In this project, we will investigate the 'TMDb Movie Data' dataset. This dataset is selected from Here to fulfill the requirements of Project no. 2 in Egyptian MCIT / ITIDA FWD initiative course Data Analysis - Professional Nanodegree taken through Udacity online platform. The goal of this project is to analyze, explore and visualize a dataset in a way that would allow concluding results to help answering related questions.
This dataset represent information about 10,000 movies collected from a specific source. The goal is to answer the following questions:
- Which genres are most popular from year to year?

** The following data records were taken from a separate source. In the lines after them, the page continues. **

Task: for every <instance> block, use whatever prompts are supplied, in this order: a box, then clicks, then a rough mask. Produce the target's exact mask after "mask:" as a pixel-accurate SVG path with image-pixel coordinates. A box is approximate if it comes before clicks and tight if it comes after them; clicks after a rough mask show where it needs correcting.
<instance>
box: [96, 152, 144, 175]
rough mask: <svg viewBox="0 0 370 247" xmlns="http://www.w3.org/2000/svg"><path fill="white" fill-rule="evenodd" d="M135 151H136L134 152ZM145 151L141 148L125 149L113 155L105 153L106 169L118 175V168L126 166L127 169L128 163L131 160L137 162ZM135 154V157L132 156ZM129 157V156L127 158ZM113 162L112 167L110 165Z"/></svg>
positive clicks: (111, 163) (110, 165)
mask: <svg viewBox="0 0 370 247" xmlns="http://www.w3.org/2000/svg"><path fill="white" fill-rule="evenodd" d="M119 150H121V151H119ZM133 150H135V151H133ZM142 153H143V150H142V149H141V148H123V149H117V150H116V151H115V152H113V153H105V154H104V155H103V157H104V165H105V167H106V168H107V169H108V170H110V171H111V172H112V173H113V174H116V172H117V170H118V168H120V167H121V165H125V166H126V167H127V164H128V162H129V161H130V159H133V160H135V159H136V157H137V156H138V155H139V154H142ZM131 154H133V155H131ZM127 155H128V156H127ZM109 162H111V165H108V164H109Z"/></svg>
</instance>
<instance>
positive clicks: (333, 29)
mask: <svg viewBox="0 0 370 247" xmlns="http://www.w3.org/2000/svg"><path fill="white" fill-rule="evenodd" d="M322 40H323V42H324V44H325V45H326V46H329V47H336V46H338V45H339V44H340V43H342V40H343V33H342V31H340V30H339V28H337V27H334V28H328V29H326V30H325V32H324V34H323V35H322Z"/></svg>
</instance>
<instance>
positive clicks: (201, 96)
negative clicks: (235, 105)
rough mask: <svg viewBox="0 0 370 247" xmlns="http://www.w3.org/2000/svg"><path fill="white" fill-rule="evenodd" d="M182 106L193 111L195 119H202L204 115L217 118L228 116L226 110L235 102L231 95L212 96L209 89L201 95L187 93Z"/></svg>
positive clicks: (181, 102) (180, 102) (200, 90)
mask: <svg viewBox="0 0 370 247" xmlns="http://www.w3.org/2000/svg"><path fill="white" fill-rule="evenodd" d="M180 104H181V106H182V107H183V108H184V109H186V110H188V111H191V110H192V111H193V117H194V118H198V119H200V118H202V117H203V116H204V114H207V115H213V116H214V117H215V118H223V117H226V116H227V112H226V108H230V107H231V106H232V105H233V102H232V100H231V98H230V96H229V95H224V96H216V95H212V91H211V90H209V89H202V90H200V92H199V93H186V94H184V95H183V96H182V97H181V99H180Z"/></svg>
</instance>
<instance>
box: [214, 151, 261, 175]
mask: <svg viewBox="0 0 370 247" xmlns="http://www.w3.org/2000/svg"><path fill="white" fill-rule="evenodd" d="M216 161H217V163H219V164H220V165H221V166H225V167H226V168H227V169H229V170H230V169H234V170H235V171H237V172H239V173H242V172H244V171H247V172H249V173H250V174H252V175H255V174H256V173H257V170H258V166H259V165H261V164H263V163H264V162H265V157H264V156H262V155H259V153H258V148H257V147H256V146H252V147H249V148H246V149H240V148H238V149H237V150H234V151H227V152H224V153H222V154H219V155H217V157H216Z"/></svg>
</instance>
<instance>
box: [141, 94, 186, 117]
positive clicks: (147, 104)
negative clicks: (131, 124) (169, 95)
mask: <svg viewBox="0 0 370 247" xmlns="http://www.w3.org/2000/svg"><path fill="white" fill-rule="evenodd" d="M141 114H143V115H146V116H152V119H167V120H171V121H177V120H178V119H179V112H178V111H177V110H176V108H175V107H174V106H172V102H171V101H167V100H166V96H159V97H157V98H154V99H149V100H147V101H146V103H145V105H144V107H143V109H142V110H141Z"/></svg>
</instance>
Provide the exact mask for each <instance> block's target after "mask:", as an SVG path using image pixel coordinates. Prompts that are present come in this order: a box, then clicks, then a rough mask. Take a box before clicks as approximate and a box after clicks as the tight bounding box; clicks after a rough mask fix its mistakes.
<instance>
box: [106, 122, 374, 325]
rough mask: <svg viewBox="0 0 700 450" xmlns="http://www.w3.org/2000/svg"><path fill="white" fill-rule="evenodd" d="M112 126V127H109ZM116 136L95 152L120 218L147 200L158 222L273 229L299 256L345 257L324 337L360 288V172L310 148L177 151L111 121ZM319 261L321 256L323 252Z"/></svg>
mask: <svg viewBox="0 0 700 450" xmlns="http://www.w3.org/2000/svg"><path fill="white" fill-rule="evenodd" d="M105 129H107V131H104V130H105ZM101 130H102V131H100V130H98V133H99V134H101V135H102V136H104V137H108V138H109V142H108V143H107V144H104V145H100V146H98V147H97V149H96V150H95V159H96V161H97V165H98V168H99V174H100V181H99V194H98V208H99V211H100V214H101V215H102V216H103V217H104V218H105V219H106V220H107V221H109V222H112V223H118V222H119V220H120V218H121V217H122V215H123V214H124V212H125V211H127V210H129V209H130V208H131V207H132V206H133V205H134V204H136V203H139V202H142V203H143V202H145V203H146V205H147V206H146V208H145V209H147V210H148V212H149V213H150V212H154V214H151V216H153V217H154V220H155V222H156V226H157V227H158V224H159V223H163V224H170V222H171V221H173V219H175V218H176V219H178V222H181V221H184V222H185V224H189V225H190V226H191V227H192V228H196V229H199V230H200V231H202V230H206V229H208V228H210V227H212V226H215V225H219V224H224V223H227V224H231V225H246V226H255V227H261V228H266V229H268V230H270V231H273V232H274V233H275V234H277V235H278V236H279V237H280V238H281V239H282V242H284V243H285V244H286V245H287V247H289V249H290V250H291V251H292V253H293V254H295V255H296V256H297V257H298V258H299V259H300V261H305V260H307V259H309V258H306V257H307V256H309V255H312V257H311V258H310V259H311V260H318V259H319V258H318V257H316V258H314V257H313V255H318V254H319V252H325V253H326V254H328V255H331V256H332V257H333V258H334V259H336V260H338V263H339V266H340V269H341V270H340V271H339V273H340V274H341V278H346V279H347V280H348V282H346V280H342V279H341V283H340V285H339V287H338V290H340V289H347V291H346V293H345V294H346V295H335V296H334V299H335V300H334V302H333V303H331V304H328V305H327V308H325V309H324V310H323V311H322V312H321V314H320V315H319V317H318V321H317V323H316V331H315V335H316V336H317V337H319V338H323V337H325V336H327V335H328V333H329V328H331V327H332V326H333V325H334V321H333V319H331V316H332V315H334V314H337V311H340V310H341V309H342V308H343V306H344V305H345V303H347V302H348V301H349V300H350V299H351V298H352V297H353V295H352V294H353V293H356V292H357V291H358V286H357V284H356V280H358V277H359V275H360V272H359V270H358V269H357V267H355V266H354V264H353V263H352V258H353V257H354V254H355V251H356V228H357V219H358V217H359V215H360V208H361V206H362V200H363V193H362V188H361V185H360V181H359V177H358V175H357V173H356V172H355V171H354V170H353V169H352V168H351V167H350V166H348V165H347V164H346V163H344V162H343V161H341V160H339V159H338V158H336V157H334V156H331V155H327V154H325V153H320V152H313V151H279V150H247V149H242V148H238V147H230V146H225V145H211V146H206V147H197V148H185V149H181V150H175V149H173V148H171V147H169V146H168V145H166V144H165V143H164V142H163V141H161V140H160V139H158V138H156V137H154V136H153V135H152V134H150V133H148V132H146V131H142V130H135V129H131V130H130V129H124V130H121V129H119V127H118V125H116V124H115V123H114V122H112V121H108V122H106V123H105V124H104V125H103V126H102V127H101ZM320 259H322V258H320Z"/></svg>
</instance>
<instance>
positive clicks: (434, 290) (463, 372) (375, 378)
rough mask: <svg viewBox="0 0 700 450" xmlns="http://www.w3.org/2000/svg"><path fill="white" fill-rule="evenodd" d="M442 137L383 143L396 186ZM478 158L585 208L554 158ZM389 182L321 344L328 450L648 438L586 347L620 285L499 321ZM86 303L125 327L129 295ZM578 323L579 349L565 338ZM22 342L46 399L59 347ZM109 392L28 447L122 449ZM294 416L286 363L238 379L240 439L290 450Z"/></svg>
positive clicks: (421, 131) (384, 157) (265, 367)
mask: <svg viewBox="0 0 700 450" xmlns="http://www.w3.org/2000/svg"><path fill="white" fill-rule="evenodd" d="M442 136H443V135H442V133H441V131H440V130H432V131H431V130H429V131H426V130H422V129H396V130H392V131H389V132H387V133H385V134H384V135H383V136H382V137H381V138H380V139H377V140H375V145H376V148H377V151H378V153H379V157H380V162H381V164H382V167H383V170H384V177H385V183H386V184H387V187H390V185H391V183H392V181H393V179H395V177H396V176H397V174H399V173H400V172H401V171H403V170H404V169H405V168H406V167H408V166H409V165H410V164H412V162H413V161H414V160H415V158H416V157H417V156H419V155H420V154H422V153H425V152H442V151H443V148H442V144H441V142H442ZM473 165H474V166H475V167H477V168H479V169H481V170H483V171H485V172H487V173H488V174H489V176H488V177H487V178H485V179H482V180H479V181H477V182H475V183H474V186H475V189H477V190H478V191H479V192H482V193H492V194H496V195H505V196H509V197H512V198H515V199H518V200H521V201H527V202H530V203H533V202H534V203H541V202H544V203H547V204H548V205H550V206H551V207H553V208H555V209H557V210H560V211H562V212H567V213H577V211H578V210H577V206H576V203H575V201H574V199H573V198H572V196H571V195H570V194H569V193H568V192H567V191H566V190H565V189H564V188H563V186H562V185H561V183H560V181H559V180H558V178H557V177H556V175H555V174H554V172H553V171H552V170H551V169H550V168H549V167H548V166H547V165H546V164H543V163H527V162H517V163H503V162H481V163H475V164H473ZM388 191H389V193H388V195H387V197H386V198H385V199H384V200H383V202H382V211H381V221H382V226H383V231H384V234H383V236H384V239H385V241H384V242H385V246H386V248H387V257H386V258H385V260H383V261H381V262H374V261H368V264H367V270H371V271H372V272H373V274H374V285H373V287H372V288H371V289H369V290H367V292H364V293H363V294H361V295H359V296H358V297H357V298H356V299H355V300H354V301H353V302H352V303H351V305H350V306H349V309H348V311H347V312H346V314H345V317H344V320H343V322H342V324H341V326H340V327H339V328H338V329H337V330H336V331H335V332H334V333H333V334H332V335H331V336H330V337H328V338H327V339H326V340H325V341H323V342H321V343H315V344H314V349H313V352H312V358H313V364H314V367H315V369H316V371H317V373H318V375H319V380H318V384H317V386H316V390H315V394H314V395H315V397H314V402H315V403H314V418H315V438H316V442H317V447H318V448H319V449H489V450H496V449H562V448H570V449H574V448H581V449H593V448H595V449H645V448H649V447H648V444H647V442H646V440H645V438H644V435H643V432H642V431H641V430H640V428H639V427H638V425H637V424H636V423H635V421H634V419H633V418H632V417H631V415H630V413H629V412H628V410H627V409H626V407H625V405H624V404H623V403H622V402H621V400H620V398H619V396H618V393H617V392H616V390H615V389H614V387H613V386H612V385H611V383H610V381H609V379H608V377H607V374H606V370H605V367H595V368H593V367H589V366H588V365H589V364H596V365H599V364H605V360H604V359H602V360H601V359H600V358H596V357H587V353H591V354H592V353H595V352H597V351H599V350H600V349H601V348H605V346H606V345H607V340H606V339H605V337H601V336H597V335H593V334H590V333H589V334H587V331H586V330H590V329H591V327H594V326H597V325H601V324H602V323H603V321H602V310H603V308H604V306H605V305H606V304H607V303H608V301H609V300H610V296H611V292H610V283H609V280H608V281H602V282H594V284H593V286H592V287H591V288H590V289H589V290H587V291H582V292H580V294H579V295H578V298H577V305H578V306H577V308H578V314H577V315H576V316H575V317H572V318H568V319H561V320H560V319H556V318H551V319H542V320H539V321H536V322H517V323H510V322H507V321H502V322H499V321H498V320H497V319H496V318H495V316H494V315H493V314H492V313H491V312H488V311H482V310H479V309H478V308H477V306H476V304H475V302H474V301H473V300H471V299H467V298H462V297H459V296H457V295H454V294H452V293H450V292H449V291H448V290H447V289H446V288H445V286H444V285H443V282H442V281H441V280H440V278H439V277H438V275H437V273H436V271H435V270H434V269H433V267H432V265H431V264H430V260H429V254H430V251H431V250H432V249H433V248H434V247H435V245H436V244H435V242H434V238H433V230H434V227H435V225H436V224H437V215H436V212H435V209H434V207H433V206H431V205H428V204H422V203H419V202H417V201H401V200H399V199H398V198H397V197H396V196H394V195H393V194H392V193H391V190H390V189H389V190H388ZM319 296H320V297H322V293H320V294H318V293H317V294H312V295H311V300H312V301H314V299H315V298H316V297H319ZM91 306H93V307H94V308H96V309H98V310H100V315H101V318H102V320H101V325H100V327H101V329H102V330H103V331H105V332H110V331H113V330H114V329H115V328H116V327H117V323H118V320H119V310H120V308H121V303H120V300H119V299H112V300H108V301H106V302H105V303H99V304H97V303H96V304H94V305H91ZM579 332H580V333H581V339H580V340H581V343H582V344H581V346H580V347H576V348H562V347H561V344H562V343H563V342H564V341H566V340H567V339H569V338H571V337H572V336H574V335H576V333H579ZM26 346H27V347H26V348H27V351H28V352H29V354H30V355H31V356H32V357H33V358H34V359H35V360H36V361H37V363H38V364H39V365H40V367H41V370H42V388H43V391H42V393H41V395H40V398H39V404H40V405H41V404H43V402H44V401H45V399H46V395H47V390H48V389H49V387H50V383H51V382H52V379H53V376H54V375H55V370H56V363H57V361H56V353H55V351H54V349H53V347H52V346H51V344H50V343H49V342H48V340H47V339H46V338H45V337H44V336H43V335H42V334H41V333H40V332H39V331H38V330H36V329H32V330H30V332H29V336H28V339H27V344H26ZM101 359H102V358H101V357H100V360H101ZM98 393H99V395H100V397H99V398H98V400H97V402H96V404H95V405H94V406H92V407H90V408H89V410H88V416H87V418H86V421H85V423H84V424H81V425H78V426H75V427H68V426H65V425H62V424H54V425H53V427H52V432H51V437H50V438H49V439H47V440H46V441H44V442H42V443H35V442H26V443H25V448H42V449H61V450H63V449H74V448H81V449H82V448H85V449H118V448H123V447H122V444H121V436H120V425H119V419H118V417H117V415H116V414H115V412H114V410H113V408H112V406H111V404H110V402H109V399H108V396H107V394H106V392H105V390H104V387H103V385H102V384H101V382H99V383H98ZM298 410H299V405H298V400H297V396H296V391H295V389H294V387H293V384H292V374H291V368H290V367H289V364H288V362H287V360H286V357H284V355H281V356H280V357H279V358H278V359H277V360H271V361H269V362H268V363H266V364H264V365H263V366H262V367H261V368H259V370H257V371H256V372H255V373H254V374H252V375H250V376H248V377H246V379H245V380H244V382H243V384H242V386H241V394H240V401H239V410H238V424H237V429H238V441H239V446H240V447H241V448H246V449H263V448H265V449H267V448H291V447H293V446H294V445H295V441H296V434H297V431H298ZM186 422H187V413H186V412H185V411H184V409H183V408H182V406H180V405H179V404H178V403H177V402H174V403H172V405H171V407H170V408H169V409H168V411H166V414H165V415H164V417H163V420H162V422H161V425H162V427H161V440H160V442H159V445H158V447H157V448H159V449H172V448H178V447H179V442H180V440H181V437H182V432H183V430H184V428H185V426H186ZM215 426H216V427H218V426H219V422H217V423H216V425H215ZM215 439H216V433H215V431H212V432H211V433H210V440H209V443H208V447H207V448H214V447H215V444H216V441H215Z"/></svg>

- What properties are associated with high revenue movies?
To run this project code successfully, the following packages must be installed and imported to the project.
- numpy, pandas, matplotlib and seaborn:
All of them are considered standard packages within this course and are assumed to be available already. In case any of those packages is not available, please install it (using the method appropriate to the available setup) first. - IMDbPy:
- General to any dataset, missing inputs are not uncommon. The majority of these inputs in this dataset cannot be inferred using the standard pandas filling methods, because they are mainly characteristics of the movie being analyzed. As an example, how would one fill a missing 'genre' of a movie?
- As such it became of paramount importance to be able to get such data from another source. The source in this case, is the IMDb website.
- There are many ways to scrape the website:
- Screen scrape a webpage: requires massive works and is highly prone to errors.
- Use an API: most of the APIs found require registration for a key to be used. This imposes constraints for code sharing and reproducability.
- Weapon of Choice: Use IMDbPy python package and its Documentation. This is a GPL License python package for retrieving and managing the data of the IMDb movies database. Use the Documentation reference to install it to be able to run this project.